The coefficients satisfy $\sum_{i+j=k} a_i a_j = \binom{1}{k}$ (the coefficient of $z^k$ in $(1 + z)^{1/2} \cdot (1 + z)^{1/2} = 1 + z$) by the generalized Vandermonde identity:
$$\sum_{i=0}^k \binom{1/2}{i} \binom{1/2}{k-i} = \binom{1}{k} = \begin{cases}
1 & k=0, \\
1 & k=1, \\
0 & k \geq 2,
\end{cases}$$
matching the expansion of $1 + z$. Thus, $B^2 = I + A$.
Alternatively, via partial sums: Let $B_N = \sum_{n=0}^N a_n A^n$ and $T_N = \sum_{n=N+1}^\infty |a_n| r^n$, so $S(r) = S_N + T_N < \infty$ with $S_N = \sum_{n=0}^N |a_n| r^n$. Then
$$B^2 - (I + A) = (B - B_N) B + B_N (B - B_N),$$
so
$$\|B^2 - (I + A)\| \leq \|B - B_N\| (\|B\| + \|B_N\|) \leq 2 S(r) T_N \to 0 \quad \text{as } N \to \infty$$
(since $\|B - B_N\| \leq T_N$, $\|B\| \leq S(r)$, and $\|B_N\| \leq S(r)$), which yields $B^2 = I + A$.
For an explicit rate, note that $|a_n| \sim C n^{-3/2}$ for some $C > 0$, yielding $T_N \lesssim C' r^{N+1} / \sqrt{N}$ for some $C' > 0$, so
$$\|B^2 - (I + A)\| \lesssim \frac{C'' r^{N+1}}{\sqrt{N}}$$
for some $C'' > 0$.
If $f(z) = \sum c_n z^n$ has radius $R > \|A\|$, then $f(A) = \sum c_n A^n$ converges, and products follow from Cauchy convolution. Here, $((1 + z)^{1/2})^2 = 1 + z$ implies $B^2 = I + A$.

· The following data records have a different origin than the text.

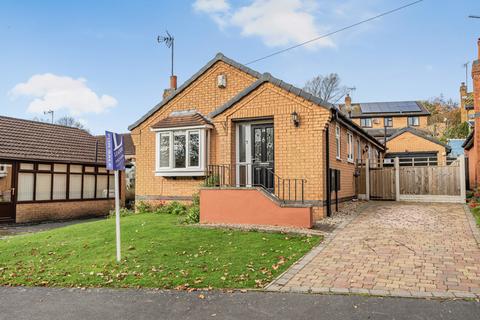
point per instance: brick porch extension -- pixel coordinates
(395, 249)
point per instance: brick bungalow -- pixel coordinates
(51, 172)
(269, 150)
(471, 144)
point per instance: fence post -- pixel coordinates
(367, 179)
(397, 179)
(463, 186)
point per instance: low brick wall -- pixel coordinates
(249, 206)
(32, 212)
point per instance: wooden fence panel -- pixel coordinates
(430, 180)
(382, 183)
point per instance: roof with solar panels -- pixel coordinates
(385, 109)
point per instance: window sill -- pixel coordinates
(180, 173)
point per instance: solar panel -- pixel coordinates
(390, 107)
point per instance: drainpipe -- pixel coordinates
(327, 170)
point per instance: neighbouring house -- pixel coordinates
(402, 126)
(51, 172)
(466, 104)
(473, 140)
(266, 151)
(410, 144)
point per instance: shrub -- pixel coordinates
(193, 211)
(123, 213)
(173, 208)
(143, 207)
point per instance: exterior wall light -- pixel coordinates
(295, 118)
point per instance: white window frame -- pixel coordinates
(338, 137)
(415, 123)
(364, 121)
(171, 171)
(350, 147)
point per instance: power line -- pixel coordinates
(334, 32)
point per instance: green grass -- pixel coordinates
(476, 214)
(157, 253)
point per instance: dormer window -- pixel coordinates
(181, 145)
(366, 122)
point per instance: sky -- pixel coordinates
(99, 61)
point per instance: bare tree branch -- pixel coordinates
(327, 88)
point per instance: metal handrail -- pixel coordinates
(285, 189)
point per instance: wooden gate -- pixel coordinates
(408, 180)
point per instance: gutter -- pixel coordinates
(327, 169)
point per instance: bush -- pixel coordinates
(123, 213)
(193, 211)
(173, 208)
(143, 207)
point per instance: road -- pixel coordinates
(51, 304)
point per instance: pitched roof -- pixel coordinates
(421, 134)
(182, 119)
(267, 77)
(217, 58)
(388, 108)
(31, 140)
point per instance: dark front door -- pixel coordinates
(263, 156)
(7, 192)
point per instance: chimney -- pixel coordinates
(173, 83)
(348, 104)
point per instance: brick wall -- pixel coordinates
(204, 96)
(299, 151)
(44, 211)
(397, 122)
(474, 162)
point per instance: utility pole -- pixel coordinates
(49, 111)
(465, 65)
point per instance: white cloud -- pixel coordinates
(55, 92)
(211, 6)
(276, 22)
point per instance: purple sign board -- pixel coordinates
(115, 151)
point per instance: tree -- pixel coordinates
(71, 122)
(328, 87)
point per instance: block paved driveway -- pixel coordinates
(398, 249)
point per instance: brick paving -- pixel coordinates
(397, 249)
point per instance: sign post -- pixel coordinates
(115, 157)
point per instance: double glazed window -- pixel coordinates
(180, 151)
(366, 122)
(413, 121)
(350, 147)
(56, 182)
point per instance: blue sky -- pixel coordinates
(99, 60)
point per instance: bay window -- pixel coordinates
(181, 152)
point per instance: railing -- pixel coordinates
(252, 175)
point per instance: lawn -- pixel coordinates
(158, 252)
(476, 214)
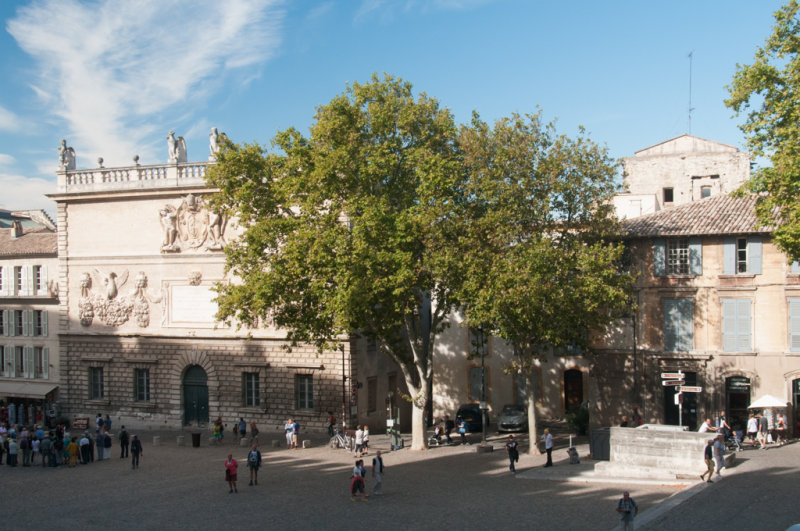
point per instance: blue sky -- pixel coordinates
(114, 77)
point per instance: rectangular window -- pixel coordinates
(678, 325)
(736, 325)
(678, 256)
(794, 325)
(40, 362)
(96, 389)
(305, 391)
(476, 384)
(141, 391)
(372, 395)
(250, 389)
(478, 343)
(19, 323)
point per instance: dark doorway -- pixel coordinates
(573, 389)
(689, 403)
(737, 398)
(195, 395)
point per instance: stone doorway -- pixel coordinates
(195, 396)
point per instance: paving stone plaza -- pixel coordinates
(447, 487)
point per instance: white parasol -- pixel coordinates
(767, 401)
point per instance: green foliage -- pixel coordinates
(767, 92)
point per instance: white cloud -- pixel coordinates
(26, 193)
(8, 120)
(112, 69)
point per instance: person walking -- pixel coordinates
(512, 448)
(377, 473)
(547, 437)
(627, 509)
(231, 469)
(124, 443)
(254, 463)
(719, 454)
(136, 451)
(708, 457)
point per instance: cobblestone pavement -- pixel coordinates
(184, 487)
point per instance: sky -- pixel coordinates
(113, 77)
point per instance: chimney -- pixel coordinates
(16, 227)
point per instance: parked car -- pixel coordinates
(513, 417)
(472, 415)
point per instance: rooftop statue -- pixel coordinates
(66, 156)
(176, 148)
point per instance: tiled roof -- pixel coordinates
(721, 214)
(34, 241)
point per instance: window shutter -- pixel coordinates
(754, 255)
(729, 256)
(659, 262)
(27, 322)
(794, 325)
(27, 368)
(695, 256)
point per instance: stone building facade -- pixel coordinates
(29, 358)
(139, 252)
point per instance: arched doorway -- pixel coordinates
(573, 389)
(195, 395)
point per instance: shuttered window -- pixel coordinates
(678, 325)
(736, 325)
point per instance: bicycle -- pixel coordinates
(342, 441)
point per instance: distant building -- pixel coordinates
(678, 171)
(29, 361)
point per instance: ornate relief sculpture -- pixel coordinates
(108, 306)
(191, 225)
(176, 148)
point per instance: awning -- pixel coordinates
(26, 389)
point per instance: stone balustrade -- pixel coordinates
(187, 174)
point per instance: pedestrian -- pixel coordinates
(73, 449)
(377, 473)
(763, 431)
(136, 451)
(752, 429)
(462, 430)
(124, 443)
(254, 463)
(708, 457)
(512, 448)
(547, 437)
(358, 481)
(627, 509)
(106, 446)
(289, 427)
(253, 433)
(331, 423)
(359, 441)
(719, 454)
(231, 468)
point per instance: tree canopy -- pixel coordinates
(541, 266)
(349, 230)
(767, 92)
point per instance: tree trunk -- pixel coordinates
(532, 433)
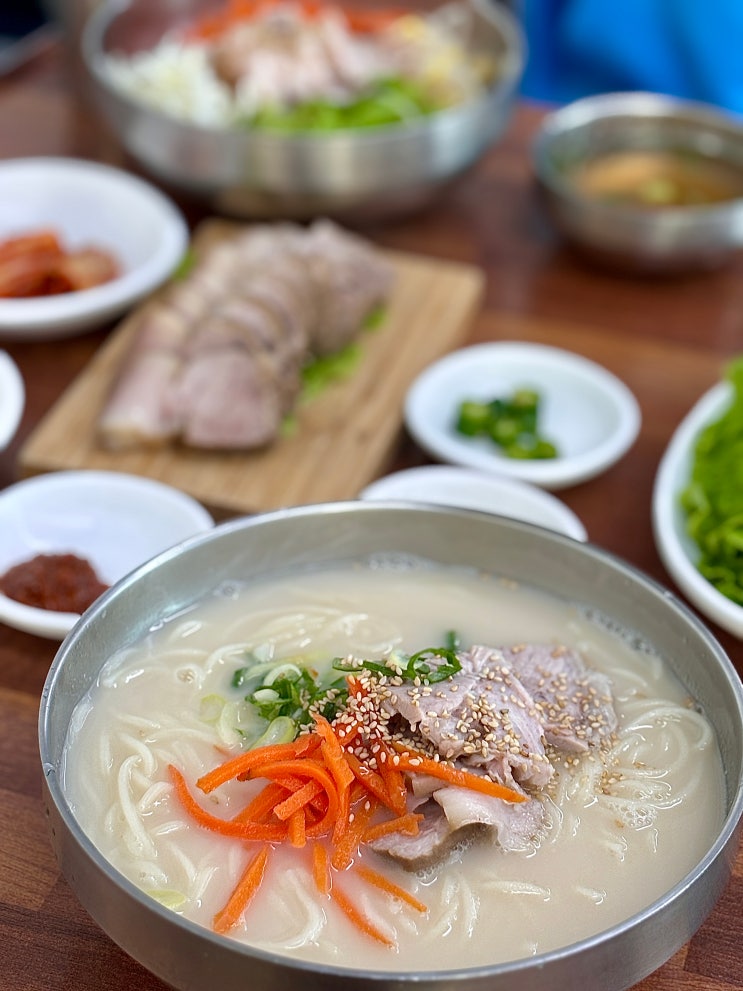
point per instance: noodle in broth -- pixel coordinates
(609, 844)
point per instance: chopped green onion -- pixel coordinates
(713, 499)
(510, 422)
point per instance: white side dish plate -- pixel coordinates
(590, 415)
(12, 399)
(87, 204)
(676, 549)
(114, 520)
(469, 489)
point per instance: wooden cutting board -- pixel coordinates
(342, 437)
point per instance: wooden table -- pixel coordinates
(666, 340)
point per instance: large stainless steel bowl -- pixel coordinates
(385, 169)
(191, 958)
(666, 240)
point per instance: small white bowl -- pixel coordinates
(590, 415)
(114, 520)
(677, 550)
(87, 203)
(12, 399)
(468, 489)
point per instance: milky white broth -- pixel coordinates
(605, 855)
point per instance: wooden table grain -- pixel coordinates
(668, 340)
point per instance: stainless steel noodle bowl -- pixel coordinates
(386, 573)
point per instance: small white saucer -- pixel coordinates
(95, 205)
(468, 489)
(114, 520)
(590, 415)
(12, 399)
(677, 550)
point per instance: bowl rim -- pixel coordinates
(512, 65)
(12, 399)
(729, 828)
(584, 112)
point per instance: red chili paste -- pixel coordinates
(60, 582)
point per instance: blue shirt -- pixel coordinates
(686, 48)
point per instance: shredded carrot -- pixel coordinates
(394, 782)
(371, 781)
(296, 802)
(407, 824)
(243, 763)
(227, 827)
(298, 828)
(349, 842)
(357, 917)
(319, 790)
(260, 808)
(321, 868)
(384, 883)
(240, 898)
(410, 761)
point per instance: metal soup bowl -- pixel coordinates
(367, 171)
(192, 958)
(662, 240)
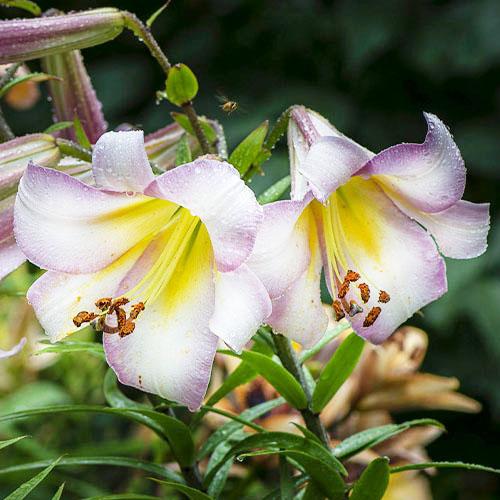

If the spectral radius $\rho(A) < 1$ (not necessarily $\|A\| < 1$), then the binomial series defines $B = (I + A)^{1/2}$ in norm and $B^2 = I + A$. By Gelfand's formula $\rho(A) = \lim_{n \to \infty} \|A^n\|^{1/n}$, pick any $c$ with $\rho(A) < c < 1$; then there exists $N$ such that $\|A^n\|^{1/n} \leq c$ for all $n \geq N$, hence $\|A^n\| \leq c^n$ for $n \geq N$. Set $M := \max_{0 \leq n < N} \|A^n\| / c^n$; then $\|A^n\| \leq M c^n$ for all $n \geq 0$. This gives the norm convergence of $\sum a_n A^n$ immediately, and the same Cauchy-product argument gives $B^2 = I + A$.
Moreover, since $\rho(A) < 1$ implies $\sigma(I + A) \subset \{z : \operatorname{Re} z > 0\}$, there is a unique $B$ with $\sigma(B) \subset \{ \operatorname{Re} z > 0\}$ and $B = I + O(A)$ such that $B^2 = I + A$; the series defines exactly this principal square root. $B$ also commutes with $A$.
Newton's method:
$$B_{k+1} = \frac{1}{2} \left( B_k + (I + A) B_k^{-1} \right), \quad B_0 = I,$$
is well-defined—if $\|A\| < 1$ and $B_0 = I$, then $\|B_k - I\|$ stays small; whenever $\|B_k - I\| < 1$ we have $B_k^{-1} = \sum_{n \geq 0} (I - B_k)^n$ (Neumann series)—and converges quadratically in norm to the same $B$.